Mitt Romney se trouvait à Las Vegas avec Donald Trump lors de sa victoire au Texas. Christopher DeVargas/Reuters
Il faut 1 144 délégués sur 2 286 pour décrocher l’investiture républicaine, afin d’aller affronter le président Barack Obama à l’élection du 6 novembre, et Mitt Romney a atteint ce « chiffre magique » en s’imposant au Texas, après cinq long mois de campagne acharnée contre ses adversaires républicains. L’ancien gouverneur du Massachusetts a en effet remporté 71 % des suffrages dans le deuxième État le plus peuplé des États-Unis, selon les estimations de la chaîne de télévision Fox News et du site Internet de CNN.
Le vainqueur a remercié ses électeurs sur son compte Twitter. « Merci. Quel que soit le défi qui nous attend, nous ne ferons rien moins que remettre l’Amérique sur le chemin de la prospérité », a-t-il écrit. M. Romney, dont les derniers opposants se sont retirés récemment, lui laissant la voie libre, sera le premier candidat de confession mormone de l’histoire américaine, réussissant là où son père George Romney avait échoué. De son côté, Barack Obama a appelé hier au téléphone Mitt Romney pour le féliciter et a souhaité un « débat sain sur l’avenir des États-Unis » d’ici à la présidentielle, selon son équipe de campagne.
Au cours de la primaire, la base de l’électorat républicain, dominée par les évangélistes et les ultraconservateurs, a longtemps tourné le dos à l’ex-gouverneur du Massachusetts, jugé trop modéré et peu fiable sur les questions « sociales » comme l’avortement ou le mariage homosexuel. Mais grâce aux abandons successifs de ses adversaires, M. Romney a pu surmonter cet obstacle et peut désormais se tourner vers le président sortant démocrate Barack Obama face auquel il doit s’attendre à une élection des plus serrées, si l’on en croit les derniers sondages. Selon une moyenne réalisée par le site spécialisé RealClearPolitics, les deux hommes sont au coude-à-coude avec un léger avantage pour M. Obama (45,6 %) face à son adversaire (43,6 %).
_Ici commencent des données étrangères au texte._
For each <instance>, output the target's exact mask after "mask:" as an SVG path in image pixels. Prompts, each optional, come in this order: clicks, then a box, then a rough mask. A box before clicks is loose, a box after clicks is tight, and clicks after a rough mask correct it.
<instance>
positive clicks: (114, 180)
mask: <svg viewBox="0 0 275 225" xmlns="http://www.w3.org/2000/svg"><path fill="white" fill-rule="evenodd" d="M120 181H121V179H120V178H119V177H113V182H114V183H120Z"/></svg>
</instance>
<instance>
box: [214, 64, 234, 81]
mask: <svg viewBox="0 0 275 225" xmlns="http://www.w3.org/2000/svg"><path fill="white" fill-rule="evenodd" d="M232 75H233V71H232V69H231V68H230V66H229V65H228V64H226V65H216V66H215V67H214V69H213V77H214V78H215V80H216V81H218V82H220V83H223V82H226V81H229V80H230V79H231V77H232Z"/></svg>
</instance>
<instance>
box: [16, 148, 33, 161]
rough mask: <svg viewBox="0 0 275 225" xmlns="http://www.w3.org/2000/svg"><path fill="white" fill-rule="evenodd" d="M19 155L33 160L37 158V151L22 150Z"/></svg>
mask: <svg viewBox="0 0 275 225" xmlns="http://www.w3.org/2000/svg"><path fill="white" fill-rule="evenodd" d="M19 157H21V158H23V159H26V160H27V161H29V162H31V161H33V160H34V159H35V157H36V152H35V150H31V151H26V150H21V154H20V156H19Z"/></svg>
Face à la menace d’un adversaire qui prend désormais son envol après avoir été longtemps empêtré dans une primaire difficile, le camp Obama s’est lancé ces derniers jours dans un violent tir de barrage contre M. Romney. L’équipe de M. Obama vise en particulier la carrière du républicain à la tête du fonds d’investissement Bain Capital. Dans des spots télévisés, M. Romney est par exemple dépeint comme un « vampire », un « destructeur d’emplois » ou le « contraire de Robin des Bois », sur fond d’images d’usines liquidées et d’employés licenciés.
Pour sa part, M. Romney tente de focaliser sa campagne sur l’économie et assure qu’il est mieux à même que Barack Obama de redresser l’économie américaine. Il a ainsi récemment promis, s’il est élu, de ramener à 6 % le taux de chômage qui se maintient actuellement à 8,1 %. Cette promesse a immédiatement été moquée par le camp Obama qui affirme que les projections des économistes prévoient déjà une baisse du chômage à 6 % dans les quatre prochaines années.
M. Romney n’était pas au Texas, mardi soir, mais à Las Vegas dans le Nevada auprès du milliardaire Donald Trump, pour un événement destiné à lever des fonds pour sa campagne. S’il espère profiter de la notoriété et des dons du milliardaire, Mitt Romney pourrait aussi pâtir d’une proximité trop grande avec M. Trump, qui cherche à ressusciter une vieille polémique selon laquelle M. Obama serait né au Kenya et non à Hawaii. Mardi, l’équipe de campagne de M. Obama a donc critiqué M. Romney pour ses liens avec le magnat de l’immobilier. « Le fait que Mitt Romney continue à être lié à Donald Trump et refuse de condamner ses théories du complot honteuses démontre son manque complet d’autorité morale », a ainsi affirmé la porte-parole Stephanie Cutter.